Mülheim researchers detect fullerenes in low-energy materials - crude oil contains both buckyballs and buckybowls
Fullerenes are hollow closed molecules with high symmetry, consisting of carbon atoms. The best-known fullerene C60 has a structure reminiscent of a football. The name Fullerene - or Buckyball - goes back to the American architect Richard Buckminster Fuller, who designed geodesic domes whose symmetrical structure is similar to the one of these special molecules.
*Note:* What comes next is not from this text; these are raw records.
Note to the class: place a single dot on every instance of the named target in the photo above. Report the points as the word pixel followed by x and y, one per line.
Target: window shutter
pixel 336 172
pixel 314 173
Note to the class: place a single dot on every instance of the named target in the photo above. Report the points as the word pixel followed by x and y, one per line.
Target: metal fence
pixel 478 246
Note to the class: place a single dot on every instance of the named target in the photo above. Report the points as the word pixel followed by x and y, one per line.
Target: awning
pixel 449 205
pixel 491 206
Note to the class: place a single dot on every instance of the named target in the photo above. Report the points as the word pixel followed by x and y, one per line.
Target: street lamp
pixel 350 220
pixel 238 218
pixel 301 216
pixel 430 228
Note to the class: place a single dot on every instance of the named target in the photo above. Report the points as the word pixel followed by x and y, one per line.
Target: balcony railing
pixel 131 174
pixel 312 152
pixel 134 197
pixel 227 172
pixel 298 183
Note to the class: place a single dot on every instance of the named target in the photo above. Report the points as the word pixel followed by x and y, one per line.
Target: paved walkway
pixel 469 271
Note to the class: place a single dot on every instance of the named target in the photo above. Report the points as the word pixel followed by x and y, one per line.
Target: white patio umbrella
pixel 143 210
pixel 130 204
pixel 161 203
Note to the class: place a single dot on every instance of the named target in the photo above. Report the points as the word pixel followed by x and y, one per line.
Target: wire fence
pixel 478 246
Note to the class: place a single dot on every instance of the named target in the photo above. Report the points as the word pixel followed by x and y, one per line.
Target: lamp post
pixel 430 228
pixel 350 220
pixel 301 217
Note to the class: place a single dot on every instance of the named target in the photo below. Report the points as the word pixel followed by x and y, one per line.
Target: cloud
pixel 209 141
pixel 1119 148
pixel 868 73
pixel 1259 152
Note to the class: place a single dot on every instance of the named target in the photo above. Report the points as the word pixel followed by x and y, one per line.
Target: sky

Although fullerenes were first reported more than 30 years ago, little is known about their natural occurrence. Until now, they have mostly been found at sites of high‐energy incidents, such as lightning strikes or meteor impacts - but not in low-energy materials such as fossil fuels.
A team from the Department of Mass Spectrometry at the MPI für Kohlenforschung has now been able to detect a broad spectrum of fullerenes from C30 to C114 in the asphaltene fraction of a heavy crude oil using ultra-high resolution mass spectrometry. The analyses showed the fullerenes in this heaviest part of the crude oil together with their building blocks of the C10nH10 stoichiometry. Quantum chemical calculations of the Department of Molecular Theory and Spectroscopy confirm their stability as spherical and hemispherical species. Interestingly, the maximum intensity of fullerenes was found at C40 instead of the major fullerene C60. Thus, the experiments supported by high‐level DLPNO‐CCSD(T) calculations prove not only the existence of buckyballs but also of buckybowls as 3-dimensional polyaromatic compounds in fossil materials.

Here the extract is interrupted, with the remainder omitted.